Oh, and did I mention the Chocolate Wonderfall? Well, frankly, if you dare to use that fucking thing I salute you,
because it wouldn't surprise me to find a live octopus in it. This is already too long for a dumb post about
obsessive fatties at Golden Corral, but if I get a chance later I might type up some of the shit I've seen
people do with that thing.

OK, so, as promised, the CHOCOLATE WONDERFALL.

That's right, a non-stop flowing river of chocolate decadence.

I have no idea how it's legal to have this thing. At first glance it's like, "Yeah, that's kind of cool, looks tasty,"
but then on further reflection you begin to think of terms like "vector" and "transmission" and "patient zero" and
start to reconsider. They don't let restaurants serve food "family style" (big bowls and serving spoons in a common
dish on the table) and this seems like family style on steroids. I dunno.

Bruce told me about the CHOCOLATE WONDERFALL one night on the way to GC. "Dude, they have like this chocolate river
thing now, you'll see."

"Is it good?"

"No, dude. No. Just watch."

Now, they have a person who stands in the dessert section who is supposed to, I guess, guard the CHOCOLATE WONDERFALL?
But they are not always there, and occasionally disappear into the back of the restaurant to do whatever it is that
is done back there.
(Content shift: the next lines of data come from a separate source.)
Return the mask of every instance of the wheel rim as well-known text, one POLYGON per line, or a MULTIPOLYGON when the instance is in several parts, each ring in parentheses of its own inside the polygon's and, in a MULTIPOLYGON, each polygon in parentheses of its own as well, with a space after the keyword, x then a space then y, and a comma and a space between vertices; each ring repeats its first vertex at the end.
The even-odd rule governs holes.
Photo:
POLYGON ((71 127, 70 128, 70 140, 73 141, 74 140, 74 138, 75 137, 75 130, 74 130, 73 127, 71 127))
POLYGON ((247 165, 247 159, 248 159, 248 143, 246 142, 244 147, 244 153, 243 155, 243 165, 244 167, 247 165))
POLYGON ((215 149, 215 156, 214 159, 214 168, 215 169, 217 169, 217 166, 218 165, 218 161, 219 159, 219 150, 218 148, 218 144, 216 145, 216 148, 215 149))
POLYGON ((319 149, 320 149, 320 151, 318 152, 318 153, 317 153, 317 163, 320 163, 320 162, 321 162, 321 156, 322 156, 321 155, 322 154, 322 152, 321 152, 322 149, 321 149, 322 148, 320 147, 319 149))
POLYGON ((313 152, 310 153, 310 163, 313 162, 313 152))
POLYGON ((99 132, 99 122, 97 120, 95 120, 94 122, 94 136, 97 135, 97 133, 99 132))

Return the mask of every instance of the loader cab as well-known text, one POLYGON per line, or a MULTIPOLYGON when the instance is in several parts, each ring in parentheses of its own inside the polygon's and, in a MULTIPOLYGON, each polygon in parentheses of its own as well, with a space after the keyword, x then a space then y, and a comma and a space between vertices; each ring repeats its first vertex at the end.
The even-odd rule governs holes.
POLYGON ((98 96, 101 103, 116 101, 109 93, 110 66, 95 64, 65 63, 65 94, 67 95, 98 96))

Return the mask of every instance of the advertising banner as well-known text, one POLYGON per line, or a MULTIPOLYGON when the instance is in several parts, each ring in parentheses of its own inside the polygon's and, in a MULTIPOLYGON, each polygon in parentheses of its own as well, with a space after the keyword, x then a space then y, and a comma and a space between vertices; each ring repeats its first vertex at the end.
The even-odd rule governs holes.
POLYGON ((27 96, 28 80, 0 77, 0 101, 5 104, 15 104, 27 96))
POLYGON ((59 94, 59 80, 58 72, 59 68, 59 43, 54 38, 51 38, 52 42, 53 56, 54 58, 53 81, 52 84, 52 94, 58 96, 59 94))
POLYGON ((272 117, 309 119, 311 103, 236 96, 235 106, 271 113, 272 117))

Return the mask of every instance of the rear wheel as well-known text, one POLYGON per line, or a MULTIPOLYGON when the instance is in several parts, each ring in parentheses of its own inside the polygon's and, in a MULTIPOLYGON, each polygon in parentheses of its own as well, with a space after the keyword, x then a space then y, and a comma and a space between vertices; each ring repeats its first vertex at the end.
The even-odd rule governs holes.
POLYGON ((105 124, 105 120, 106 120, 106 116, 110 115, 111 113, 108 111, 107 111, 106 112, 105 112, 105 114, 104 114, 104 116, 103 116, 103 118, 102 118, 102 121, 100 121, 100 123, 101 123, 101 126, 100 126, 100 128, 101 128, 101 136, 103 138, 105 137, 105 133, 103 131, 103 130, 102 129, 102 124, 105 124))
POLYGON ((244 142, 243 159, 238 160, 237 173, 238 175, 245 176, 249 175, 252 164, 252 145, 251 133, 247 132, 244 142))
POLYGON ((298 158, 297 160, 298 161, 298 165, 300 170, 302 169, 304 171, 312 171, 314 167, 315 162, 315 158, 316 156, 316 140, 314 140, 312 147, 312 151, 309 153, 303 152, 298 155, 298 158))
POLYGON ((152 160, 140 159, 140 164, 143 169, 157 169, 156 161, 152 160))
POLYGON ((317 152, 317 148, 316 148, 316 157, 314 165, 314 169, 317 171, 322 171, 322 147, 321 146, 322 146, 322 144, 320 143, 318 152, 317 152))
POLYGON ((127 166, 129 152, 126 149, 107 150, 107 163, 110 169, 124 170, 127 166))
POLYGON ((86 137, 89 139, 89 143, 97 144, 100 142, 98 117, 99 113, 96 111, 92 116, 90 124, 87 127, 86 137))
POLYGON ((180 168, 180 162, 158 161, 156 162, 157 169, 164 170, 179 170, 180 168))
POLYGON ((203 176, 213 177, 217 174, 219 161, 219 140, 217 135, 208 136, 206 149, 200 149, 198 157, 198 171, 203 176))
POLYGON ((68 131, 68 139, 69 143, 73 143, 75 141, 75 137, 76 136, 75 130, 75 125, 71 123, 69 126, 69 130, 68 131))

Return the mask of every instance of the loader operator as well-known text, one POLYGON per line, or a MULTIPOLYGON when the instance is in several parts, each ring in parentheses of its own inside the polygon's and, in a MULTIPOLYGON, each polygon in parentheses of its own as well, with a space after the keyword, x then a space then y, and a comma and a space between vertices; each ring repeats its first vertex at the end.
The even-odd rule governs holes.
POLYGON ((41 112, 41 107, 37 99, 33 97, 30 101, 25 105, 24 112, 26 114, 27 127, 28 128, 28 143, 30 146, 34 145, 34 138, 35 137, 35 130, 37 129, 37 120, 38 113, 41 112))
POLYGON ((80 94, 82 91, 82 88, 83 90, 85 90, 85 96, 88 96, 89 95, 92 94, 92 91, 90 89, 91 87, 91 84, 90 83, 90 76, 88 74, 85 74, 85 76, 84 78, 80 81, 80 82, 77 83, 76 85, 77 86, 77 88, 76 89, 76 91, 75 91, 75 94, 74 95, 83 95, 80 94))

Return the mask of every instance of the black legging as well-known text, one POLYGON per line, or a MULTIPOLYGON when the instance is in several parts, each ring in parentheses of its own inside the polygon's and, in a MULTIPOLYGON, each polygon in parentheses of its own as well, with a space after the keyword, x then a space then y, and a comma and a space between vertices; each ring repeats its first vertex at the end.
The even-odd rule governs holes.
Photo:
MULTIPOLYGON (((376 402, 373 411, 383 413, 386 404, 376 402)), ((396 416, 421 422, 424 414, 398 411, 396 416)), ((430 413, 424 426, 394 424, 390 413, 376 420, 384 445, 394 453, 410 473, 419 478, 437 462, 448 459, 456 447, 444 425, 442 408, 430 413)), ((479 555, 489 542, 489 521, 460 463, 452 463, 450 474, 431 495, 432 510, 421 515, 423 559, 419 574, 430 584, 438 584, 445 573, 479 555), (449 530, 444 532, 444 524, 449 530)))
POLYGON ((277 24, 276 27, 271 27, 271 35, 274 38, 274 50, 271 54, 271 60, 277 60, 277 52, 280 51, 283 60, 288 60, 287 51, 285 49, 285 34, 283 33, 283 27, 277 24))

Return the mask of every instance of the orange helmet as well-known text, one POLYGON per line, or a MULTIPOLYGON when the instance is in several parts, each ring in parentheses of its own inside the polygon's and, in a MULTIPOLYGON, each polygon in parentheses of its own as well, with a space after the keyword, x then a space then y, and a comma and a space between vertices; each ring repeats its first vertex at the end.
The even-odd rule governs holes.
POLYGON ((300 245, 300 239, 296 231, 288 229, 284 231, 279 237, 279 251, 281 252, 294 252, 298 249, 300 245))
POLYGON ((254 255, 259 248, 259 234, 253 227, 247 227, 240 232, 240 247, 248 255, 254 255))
This is as effective as any guard who is randomly gone. But in case user 'goldencorral' is in
this thread, I will say that every gross/unsanitary thing I've seen regarding the CHOCOLATE WONDERFALL has taken
place when this person, who I will call Deputy Sweeto, was gone.

The way people are actually supposed to engage with the CHOCOLATE WONDERFALL: take a piece of something that would
be good with chocolate, stick it on a skewer, stick it under the chocolate, you are done. Put it on a plate so it
doesn't drop all over the place, go back to your seat, eat, enjoy, go home. Fifty return trips to the CHOCOLATE
WONDERFALL optional, but necessary.

So here are some things I've seen people do with the CHOCOLATE WONDERFALL. Note that the real threat to the
integrity of the CHOCOLATE WONDERFALL is not adults, who although they may do disgusting and unhealthy things to it
(such as using, say, actual fucking fudge as the material to be chocolate-covered) most of them are conscientious
enough to not be unsanitary.

Oh, but unattended children, they Do. Not. Give. A. Fuck. And believe me, at GC there's going to be some unattended
children, because mommy and daddy are trying to get their DPS up people, and paying attention to their precious
living things might result in someone else getting more of the mac and cheese crust covering by delaying their
second multiplate.

Chocolate chicken leg: This is what I saw the first time I went there and just before the only time I contemplated
chocolating something up. Just as I was about to get up, I watched a little kid, probably about 6-7 years old,
walk up to the CHOCOLATE WONDERFALL and stick a fried chicken leg in it.

i miss when golden corral had wings and cajun sausage

I would expect someone who eats rare steaks to be insufferable, so nothing to see there.

this pasta so old it's moldy.

I vaguely remember that the fish was watery and bland

is this a copypasta?

>walk up to the CHOCOLATE WONDERFALL and stick a fried chicken leg in it.

GC's version of chicken mole. I see a great future as a chef for that little monster.